Harrison attempts to tie all of his disparate claims together by asserting that all of the defendants acted as part of a conspiracy by more than fifty defendants at four different locations to deprive him of his rights. [D. E. No. 20 at 3] But Harrison offers no factual support at all for this allegation, instead liberally sprinkling his complaint with unexplained assertions that various defendants acted "in concert" or as part of an undefined "campaign" to violate his rights. A civil conspiracy claim under § 1983 requires more: it requires "an agreement between two or more persons to injure another by unlawful action." Memphis, Tennessee Area Local, Am. Postal Workers Union, AFL-CIO v. City of Memphis, 361 F. 3d 898, 905 (6th Cir. 2004). At the pleading stage, the complaint must plead enough facts to support a reasonable inference "that there was a single plan, that the alleged coconspirator shared in the general conspiratorial objective, and that an overt act was committed in furtherance of the conspiracy that caused injury to the complainant." Boxill v. O'Grady, 935 F. 3d 510, 519 (6th Cir. 2019). Harrison pleads no facts at all to support his claim that each defendant was actively engaged in a conspiracy against him, and thus fails to adequately state any claim of conspiracy against the defendants. Twombly, 550 U.S. at 566 (recognizing that allegations of conspiracy must be supported by allegations of fact that support a "plausible suggestion of conspiracy"); Robertson v. Lucas, 753 F.3d 606, 622 (6th Cir. 2014) (indicating that "'[i]t is well-settled that conspiracy claims must be pled with some degree of specificity and that vague and conclusory allegations unsupported by material facts will not be sufficient to state such a claim under § 1983.'") (quoting Gutierrez v. Lynch, 826 F.2d 1534, 1538 (6th Cir. 1987)). The Court therefore finds that Plaintiff's conspiracy claim does not survive initial review, and that his various claims are not properly joined in one complaint.

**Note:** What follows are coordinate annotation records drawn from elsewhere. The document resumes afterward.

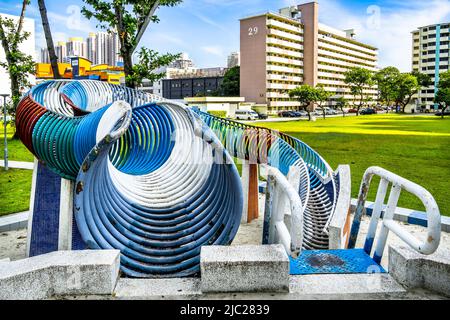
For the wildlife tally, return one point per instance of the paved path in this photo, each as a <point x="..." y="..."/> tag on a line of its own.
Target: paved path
<point x="18" y="165"/>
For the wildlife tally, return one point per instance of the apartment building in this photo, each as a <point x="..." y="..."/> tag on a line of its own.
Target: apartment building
<point x="99" y="48"/>
<point x="28" y="46"/>
<point x="234" y="60"/>
<point x="431" y="56"/>
<point x="280" y="51"/>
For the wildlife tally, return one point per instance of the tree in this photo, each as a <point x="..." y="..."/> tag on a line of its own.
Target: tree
<point x="423" y="79"/>
<point x="406" y="86"/>
<point x="358" y="79"/>
<point x="18" y="64"/>
<point x="49" y="39"/>
<point x="443" y="93"/>
<point x="231" y="82"/>
<point x="386" y="82"/>
<point x="321" y="98"/>
<point x="306" y="95"/>
<point x="149" y="60"/>
<point x="130" y="18"/>
<point x="341" y="103"/>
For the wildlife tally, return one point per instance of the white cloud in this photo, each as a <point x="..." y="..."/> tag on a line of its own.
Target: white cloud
<point x="390" y="31"/>
<point x="214" y="50"/>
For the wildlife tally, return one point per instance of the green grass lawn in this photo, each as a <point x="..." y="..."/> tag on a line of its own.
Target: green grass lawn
<point x="416" y="148"/>
<point x="15" y="190"/>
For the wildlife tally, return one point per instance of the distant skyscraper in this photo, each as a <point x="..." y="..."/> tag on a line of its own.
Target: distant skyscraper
<point x="91" y="47"/>
<point x="61" y="51"/>
<point x="76" y="47"/>
<point x="234" y="60"/>
<point x="431" y="56"/>
<point x="99" y="48"/>
<point x="45" y="57"/>
<point x="27" y="46"/>
<point x="183" y="63"/>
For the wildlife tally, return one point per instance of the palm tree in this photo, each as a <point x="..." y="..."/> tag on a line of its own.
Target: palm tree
<point x="49" y="39"/>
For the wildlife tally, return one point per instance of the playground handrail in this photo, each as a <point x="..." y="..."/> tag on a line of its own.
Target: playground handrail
<point x="280" y="190"/>
<point x="427" y="247"/>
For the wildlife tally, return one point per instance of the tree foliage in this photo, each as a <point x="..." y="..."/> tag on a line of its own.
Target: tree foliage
<point x="49" y="39"/>
<point x="386" y="82"/>
<point x="231" y="82"/>
<point x="130" y="19"/>
<point x="18" y="64"/>
<point x="307" y="95"/>
<point x="359" y="79"/>
<point x="321" y="98"/>
<point x="149" y="61"/>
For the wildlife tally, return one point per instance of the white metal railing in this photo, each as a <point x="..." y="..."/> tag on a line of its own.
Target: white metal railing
<point x="432" y="240"/>
<point x="282" y="198"/>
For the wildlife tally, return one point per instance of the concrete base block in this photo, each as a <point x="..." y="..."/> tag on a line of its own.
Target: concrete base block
<point x="415" y="270"/>
<point x="154" y="289"/>
<point x="60" y="273"/>
<point x="244" y="269"/>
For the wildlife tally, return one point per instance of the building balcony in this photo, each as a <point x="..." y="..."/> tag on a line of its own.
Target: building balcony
<point x="345" y="51"/>
<point x="284" y="43"/>
<point x="293" y="54"/>
<point x="279" y="77"/>
<point x="295" y="62"/>
<point x="286" y="26"/>
<point x="298" y="71"/>
<point x="286" y="35"/>
<point x="346" y="57"/>
<point x="281" y="86"/>
<point x="342" y="43"/>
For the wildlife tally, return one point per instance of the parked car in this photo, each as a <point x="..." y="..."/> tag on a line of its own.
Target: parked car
<point x="246" y="115"/>
<point x="330" y="112"/>
<point x="296" y="114"/>
<point x="368" y="111"/>
<point x="262" y="116"/>
<point x="446" y="113"/>
<point x="287" y="114"/>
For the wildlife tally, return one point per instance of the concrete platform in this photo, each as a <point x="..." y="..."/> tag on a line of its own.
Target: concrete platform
<point x="311" y="287"/>
<point x="59" y="274"/>
<point x="414" y="270"/>
<point x="244" y="269"/>
<point x="12" y="222"/>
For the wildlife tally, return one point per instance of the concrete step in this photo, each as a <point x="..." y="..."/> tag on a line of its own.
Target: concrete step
<point x="324" y="287"/>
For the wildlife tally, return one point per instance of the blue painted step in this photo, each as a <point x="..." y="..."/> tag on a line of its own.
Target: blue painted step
<point x="348" y="261"/>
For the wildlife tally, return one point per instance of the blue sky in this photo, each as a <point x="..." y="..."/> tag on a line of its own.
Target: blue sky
<point x="208" y="30"/>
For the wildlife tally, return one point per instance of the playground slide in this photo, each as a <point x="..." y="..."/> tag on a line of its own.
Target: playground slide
<point x="156" y="179"/>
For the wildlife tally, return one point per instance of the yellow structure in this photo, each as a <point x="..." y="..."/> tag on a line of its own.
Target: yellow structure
<point x="82" y="68"/>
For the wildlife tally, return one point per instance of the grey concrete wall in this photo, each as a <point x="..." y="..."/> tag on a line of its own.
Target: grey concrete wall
<point x="60" y="273"/>
<point x="244" y="269"/>
<point x="414" y="270"/>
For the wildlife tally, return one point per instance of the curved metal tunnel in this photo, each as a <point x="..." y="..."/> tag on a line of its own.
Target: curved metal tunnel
<point x="155" y="179"/>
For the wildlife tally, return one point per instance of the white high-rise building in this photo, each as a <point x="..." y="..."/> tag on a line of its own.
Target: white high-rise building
<point x="99" y="48"/>
<point x="91" y="47"/>
<point x="28" y="47"/>
<point x="76" y="47"/>
<point x="431" y="56"/>
<point x="234" y="60"/>
<point x="184" y="62"/>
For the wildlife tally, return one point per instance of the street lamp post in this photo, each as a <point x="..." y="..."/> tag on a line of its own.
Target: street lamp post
<point x="5" y="112"/>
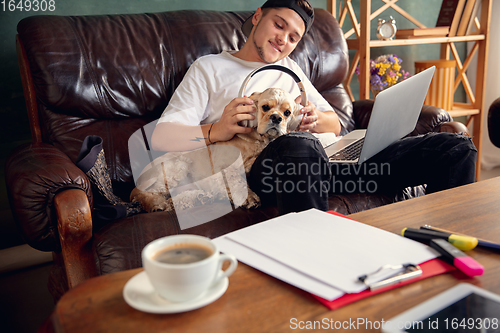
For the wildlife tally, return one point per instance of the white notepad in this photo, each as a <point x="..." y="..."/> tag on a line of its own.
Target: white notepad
<point x="319" y="252"/>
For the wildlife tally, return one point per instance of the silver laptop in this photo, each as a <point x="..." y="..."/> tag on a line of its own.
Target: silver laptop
<point x="395" y="114"/>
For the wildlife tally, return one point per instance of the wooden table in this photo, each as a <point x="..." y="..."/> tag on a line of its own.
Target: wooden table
<point x="256" y="302"/>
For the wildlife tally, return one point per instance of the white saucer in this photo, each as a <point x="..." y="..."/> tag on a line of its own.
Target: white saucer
<point x="139" y="294"/>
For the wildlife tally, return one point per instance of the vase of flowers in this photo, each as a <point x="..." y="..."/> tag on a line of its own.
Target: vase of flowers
<point x="385" y="71"/>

Of course, improper joinder is a basis to drop improperly-joined defendants or sever claims against them, not dismiss the case. Cf. Roberts v. Doe, 2017 WL 3224655, at *2 (6th Cir. Feb. 28, 2017). Here, however, severing defendants and claims into one or more new civil cases would not only be administratively burdensome, but it would essentially doom the severed claims. Harrison is now subject to § 1915(g)'s three-strikes bar in light of the Western District's recent dismissal of his complaint in that Court, see [D. E. No. 16 at 5-6 and note 3, supra], and he is almost certainly unable to be able to pay the entire filing fee up front for each new case. The Court therefore proceeds to further review of Harrison's claims.
STATUTE OF LIMITATIONS
As the Court has previously noted, most of Harrison's claims are barred by the statute of limitations. It has long been established that the limitations period to assert a civil rights claim under § 1983 for events occurring in Kentucky is one year. King v. Harwood, 852 F. 3d 568 (6th Cir. 2017) (citing Collard v. Ky. Bd. of Nursing, 896 F.2d 179, 182 (6th Cir. 1990)). The same limitations period applies to conspiracy claims, whether asserted under 42 U.S.C. § 1985 or directly under Kentucky law. Huang v. Presbyterian Church (U.S.A.), 346 F. Supp. 2d 961, 974 (E.D. Ky. 2018) ("Kentucky's one-year statute of limitations for conspiracies, KRS 413.140(1)(c), applies to 42 U.S.C. § 1985 actions because it is most analogous to the § 1985 actions.") (quoting Eubank v. Collins, No. CIV.A. 11-326-C, 2012 WL 245234, at *1 (W.D. Ky. Jan. 26, 2012)).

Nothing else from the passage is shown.